Lissabons CSD 2025: Zehntausende feiern Widerstand und Vielfalt auf den Straßen
Liliana TrappLissabons CSD 2025: Zehntausende feiern Widerstand und Vielfalt auf den Straßen
Lissabon veranstaltete am Samstag seinen 27. CSD – mit Zehntausenden auf der Straße
Am Samstag fand in Lissabon der 27. Christopher Street Day (CSD) statt, der Zehntausende Menschen auf die Straßen lockte. Die Kundgebung begann um 17:00 Uhr am Praça Marquês de Pombal unter dem Motto „Kein Schweigen, keine Angst: Wir existieren und wir wehren uns“. Die Veranstalter warnten vor wachsenden Bedrohungen für hart erkämpfte Rechte inmitten eines sich wandelnden politischen Klimas in Portugal.

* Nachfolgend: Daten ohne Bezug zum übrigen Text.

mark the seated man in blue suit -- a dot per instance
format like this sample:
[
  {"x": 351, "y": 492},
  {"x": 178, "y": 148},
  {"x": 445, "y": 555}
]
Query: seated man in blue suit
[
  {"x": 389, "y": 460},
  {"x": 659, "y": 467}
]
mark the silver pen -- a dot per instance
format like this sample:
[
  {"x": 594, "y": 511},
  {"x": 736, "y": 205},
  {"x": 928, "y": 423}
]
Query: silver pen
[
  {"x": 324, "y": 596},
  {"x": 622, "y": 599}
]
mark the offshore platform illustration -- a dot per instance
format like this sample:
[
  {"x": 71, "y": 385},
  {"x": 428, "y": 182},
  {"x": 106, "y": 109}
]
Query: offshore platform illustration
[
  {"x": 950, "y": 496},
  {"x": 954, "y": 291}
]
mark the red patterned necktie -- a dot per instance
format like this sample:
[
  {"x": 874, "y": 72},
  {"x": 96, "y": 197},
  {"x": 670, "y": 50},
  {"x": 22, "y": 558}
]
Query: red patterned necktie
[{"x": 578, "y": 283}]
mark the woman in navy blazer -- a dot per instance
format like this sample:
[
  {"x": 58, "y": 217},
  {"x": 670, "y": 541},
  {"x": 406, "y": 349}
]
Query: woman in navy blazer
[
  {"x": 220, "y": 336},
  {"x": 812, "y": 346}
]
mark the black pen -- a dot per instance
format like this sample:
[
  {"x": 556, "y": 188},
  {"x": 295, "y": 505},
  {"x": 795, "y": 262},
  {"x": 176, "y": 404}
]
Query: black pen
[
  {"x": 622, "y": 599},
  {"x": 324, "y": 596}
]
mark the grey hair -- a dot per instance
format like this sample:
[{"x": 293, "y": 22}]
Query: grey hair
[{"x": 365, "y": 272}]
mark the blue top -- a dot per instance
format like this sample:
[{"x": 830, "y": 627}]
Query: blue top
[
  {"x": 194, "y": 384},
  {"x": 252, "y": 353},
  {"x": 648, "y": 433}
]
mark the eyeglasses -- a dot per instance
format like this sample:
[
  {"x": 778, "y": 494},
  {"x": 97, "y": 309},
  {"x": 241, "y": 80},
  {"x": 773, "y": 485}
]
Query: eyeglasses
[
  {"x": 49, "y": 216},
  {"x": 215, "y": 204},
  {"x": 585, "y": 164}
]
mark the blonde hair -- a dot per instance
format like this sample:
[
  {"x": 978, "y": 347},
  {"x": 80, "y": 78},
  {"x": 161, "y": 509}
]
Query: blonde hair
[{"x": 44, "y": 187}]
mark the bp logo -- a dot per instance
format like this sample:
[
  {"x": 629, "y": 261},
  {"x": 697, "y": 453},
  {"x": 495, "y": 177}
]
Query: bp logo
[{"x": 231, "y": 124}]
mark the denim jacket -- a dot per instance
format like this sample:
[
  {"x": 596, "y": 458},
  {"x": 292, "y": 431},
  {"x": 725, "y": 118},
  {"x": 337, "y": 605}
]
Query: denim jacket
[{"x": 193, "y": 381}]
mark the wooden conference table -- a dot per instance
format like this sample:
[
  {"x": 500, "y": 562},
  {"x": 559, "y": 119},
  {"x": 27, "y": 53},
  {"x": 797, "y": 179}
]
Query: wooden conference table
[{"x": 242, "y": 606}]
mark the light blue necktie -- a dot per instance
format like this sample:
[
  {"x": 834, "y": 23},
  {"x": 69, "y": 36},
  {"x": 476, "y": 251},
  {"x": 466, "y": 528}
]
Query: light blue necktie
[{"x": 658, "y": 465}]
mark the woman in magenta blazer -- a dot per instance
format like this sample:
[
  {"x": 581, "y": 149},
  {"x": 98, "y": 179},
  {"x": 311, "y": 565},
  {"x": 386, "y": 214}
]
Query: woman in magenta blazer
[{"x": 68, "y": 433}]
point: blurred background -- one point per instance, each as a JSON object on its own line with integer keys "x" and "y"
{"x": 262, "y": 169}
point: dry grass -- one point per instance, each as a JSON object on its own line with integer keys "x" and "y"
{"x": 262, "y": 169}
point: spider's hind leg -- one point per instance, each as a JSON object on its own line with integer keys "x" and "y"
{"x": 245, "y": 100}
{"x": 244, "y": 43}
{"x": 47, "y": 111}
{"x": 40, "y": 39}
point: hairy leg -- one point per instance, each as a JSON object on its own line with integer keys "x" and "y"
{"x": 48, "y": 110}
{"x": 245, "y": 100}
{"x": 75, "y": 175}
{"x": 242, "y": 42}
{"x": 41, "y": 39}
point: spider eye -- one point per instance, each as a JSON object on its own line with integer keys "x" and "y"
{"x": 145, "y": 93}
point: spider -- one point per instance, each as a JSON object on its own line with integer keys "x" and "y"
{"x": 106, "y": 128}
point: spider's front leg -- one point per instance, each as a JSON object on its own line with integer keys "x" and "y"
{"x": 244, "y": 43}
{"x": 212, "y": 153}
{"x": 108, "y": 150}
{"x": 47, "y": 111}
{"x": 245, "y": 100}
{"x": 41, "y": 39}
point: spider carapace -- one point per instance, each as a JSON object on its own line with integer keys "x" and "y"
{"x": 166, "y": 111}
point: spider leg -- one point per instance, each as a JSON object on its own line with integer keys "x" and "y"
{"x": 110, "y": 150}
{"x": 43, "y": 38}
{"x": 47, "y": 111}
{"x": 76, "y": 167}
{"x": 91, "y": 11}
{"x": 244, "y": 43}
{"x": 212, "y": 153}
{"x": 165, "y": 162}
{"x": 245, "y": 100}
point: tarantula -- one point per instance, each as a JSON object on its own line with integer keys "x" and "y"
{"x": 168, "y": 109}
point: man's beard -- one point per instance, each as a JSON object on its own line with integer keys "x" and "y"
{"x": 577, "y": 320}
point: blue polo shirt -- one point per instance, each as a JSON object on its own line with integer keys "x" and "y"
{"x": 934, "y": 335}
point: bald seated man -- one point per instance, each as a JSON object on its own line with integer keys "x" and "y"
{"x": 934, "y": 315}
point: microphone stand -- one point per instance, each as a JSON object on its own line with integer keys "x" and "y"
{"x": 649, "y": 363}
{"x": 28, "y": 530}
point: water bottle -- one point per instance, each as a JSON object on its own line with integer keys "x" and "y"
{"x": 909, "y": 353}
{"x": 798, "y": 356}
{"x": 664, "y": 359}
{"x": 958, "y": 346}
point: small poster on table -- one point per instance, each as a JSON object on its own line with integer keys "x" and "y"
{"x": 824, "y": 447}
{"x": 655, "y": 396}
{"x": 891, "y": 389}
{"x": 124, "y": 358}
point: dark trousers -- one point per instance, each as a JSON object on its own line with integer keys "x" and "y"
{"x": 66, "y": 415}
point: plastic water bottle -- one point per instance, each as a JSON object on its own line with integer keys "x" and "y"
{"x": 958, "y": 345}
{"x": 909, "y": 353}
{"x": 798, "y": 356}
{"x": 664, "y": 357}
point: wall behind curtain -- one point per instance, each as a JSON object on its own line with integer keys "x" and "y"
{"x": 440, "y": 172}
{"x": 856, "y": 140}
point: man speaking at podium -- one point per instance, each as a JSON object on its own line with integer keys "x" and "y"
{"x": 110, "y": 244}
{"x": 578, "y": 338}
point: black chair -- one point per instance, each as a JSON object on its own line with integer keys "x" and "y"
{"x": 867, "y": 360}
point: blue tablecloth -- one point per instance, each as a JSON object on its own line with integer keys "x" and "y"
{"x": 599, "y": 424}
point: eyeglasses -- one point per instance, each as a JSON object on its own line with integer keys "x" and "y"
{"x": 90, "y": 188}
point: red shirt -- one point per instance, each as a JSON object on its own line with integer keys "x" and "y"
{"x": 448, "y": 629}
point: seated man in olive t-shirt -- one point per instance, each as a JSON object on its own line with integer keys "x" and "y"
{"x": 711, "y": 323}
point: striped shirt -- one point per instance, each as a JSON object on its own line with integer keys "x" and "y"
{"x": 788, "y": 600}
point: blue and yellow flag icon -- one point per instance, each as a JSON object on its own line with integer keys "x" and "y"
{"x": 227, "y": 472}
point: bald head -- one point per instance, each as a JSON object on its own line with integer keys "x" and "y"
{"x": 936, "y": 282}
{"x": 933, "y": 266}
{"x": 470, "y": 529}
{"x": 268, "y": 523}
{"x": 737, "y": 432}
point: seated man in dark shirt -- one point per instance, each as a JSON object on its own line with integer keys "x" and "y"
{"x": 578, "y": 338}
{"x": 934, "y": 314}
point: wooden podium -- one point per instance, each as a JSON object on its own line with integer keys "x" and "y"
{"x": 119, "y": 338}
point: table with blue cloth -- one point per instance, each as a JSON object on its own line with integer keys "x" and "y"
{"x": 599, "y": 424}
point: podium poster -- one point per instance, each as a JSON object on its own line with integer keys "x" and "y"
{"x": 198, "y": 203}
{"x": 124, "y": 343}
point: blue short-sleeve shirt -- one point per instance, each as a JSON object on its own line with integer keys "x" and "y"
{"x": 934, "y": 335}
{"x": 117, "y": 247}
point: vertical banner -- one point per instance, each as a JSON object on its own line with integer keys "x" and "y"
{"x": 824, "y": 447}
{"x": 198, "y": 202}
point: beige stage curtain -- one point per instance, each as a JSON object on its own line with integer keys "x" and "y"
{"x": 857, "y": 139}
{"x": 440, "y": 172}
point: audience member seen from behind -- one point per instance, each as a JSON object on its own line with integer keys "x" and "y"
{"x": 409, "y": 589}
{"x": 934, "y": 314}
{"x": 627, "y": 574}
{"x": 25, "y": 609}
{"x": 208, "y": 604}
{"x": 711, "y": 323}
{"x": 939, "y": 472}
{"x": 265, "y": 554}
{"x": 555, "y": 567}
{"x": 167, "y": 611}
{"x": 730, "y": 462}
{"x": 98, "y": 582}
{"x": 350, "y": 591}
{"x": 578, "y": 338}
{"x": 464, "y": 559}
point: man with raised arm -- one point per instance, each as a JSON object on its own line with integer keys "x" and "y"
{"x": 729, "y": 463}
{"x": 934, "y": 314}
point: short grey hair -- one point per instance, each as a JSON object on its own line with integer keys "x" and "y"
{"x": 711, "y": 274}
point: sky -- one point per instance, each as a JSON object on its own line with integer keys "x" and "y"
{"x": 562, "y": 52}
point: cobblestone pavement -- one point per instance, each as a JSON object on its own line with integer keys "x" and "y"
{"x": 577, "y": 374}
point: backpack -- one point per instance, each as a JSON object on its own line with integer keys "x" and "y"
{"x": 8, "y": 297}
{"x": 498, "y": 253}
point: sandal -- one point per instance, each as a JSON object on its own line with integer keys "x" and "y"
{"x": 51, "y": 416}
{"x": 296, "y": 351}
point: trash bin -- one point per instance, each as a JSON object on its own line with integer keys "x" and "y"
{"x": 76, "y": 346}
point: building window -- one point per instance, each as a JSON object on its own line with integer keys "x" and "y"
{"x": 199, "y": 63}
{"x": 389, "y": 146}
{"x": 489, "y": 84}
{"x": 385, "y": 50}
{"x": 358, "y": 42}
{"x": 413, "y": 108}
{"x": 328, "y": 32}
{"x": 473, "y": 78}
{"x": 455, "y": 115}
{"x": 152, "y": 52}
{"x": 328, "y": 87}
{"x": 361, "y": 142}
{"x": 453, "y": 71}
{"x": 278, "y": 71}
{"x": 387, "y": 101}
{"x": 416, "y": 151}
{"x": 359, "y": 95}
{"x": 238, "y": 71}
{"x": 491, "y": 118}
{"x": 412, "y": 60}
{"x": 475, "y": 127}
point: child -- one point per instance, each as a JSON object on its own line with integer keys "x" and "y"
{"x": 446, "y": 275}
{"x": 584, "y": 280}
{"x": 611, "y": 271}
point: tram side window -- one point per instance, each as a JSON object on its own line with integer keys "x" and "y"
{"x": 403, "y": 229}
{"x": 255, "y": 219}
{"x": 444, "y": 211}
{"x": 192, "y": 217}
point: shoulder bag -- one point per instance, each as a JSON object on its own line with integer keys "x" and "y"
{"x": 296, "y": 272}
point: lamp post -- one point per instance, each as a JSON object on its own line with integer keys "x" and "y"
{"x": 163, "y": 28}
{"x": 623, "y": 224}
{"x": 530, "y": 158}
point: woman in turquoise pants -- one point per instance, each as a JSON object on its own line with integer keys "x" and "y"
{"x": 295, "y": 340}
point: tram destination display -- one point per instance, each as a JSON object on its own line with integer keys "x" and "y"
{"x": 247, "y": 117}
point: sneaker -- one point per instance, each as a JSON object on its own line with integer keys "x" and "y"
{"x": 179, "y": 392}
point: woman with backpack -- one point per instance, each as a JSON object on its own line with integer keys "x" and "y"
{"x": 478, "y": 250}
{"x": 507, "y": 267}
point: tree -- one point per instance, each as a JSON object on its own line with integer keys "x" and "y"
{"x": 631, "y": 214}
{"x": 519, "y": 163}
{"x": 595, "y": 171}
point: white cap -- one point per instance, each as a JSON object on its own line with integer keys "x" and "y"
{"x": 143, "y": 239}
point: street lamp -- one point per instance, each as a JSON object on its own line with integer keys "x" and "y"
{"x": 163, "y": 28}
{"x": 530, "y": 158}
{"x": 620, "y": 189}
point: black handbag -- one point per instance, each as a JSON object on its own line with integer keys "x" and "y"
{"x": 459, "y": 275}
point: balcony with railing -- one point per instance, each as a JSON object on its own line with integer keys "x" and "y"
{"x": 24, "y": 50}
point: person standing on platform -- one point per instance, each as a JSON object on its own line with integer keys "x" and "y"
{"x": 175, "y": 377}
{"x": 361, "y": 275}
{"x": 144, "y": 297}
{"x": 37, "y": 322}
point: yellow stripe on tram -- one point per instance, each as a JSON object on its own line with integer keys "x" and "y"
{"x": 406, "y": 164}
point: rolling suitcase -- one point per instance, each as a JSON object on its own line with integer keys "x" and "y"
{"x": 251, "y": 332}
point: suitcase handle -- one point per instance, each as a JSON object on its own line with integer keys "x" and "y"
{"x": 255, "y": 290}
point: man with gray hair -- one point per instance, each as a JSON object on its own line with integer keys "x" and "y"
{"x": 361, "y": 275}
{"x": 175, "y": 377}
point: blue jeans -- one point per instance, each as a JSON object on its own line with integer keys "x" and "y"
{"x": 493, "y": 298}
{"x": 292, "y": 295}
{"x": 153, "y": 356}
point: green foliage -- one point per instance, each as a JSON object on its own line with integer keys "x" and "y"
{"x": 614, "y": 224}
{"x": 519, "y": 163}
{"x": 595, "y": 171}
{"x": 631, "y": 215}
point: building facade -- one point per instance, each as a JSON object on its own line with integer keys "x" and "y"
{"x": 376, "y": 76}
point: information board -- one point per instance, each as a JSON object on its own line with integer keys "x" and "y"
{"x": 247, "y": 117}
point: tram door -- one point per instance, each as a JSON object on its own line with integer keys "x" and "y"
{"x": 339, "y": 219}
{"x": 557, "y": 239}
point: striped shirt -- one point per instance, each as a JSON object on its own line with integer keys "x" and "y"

An den Märschen der Jahre 2024 und 2025 nahmen jeweils rund 50.000 Menschen teil, doch für dieses Jahr rechneten die Organisatoren mit noch größeren Teilnehmerzahlen. Helder Bértolo, einer der Koordinatoren der Veranstaltung, führte den erwarteten Anstieg auf jüngste Angriffe auf die Rechte von LSBTIQ+-Personen zurück. Der Marsch vereinte 17 Initiativen, die sich für LSBTIQ+-Rechte, Feminismus und Antirassismus einsetzen.
Gesetz 38 aus dem Jahr 2018, das die selbstbestimmte Geschlechtsidentität ermöglicht, steht nun vor einer möglichen Abschaffung. Die Politikerin der Linksblock-Partei (Bloco de Esquerda), Joana Mortágua, nannte die Lage entmutigend und betonte, dass der Marsch in einer Zeit stattfinde, in der grundlegende Schutzmechanismen zunehmend ausgehöhlt würden. Der Abgeordnete der Partei Livre, Paulo Muacho, teilte diese Sorgen und rief zur Teilnahme auf – als Antwort auf eine radikalisierte Rechte, die es auf LSBTIQ+-Gemeinschaften abgesehen habe.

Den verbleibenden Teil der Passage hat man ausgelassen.